PRIMA DI TUTTO LA DIGNITÀ UMANA
“Come Chiesa vogliamo ribadire che ogni trattato internazionale che non tiene conto della dignità umana della persona umana”, compresa quella dei migranti, “va incontro a grandi difficoltà”, ha detto mons. Antonio Maria Vegliò, presidente del Pontificio Consiglio per la pastorale dei migranti e degli itineranti, alla presentazione del messaggio. “Certo – ha aggiunto – è diritto degli Stati ‘regolare i flussi migratori e difendere le proprie frontiere’ per salvaguardare la sicurezza della Nazione, ma tale diritto deve sempre tener conto del principio appena menzionato”.

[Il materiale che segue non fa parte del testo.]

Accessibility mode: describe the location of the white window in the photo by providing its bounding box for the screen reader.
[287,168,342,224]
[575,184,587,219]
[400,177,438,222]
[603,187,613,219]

NO A PAURE E DISCRIMINAZIONI
“L’atteggiamento attuale di molti Paesi sembra contraddire gli accordi sottoscritti, manifestando talvolta comportamenti dettati dalla paura dello straniero e, non di rado, anche da mascherata discriminazione”, ha precisato p. Gabriele Ferdinando Bentoglio, sottosegretario del medesimo dicastero vaticano. “Emerge una disparità sempre più accentuata tra gli impegni presi e la loro attuazione. È sotto gli occhi di tutti – ha osservato p. Bentoglio – il ricorso a vari modi per eludere la responsabilità di accogliere e sostenere coloro che cercano rifugio e protezione umanitaria”. Ad esempio, “l’ingresso in alcuni Paesi per chiedere asilo è sempre più ostacolato e impraticabile. Quelli che si avventurano con mezzi di trasporto via mare (nel Pacifico, nel Mediterraneo o nel Golfo di Aden…), ma anche quelli che utilizzano altre vie di fuga, troppo spesso si vedono trattati con pregiudizio: i loro casi non sempre vengono esaminati individualmente, mentre accade con frequenza che vengano rigettati in blocco”.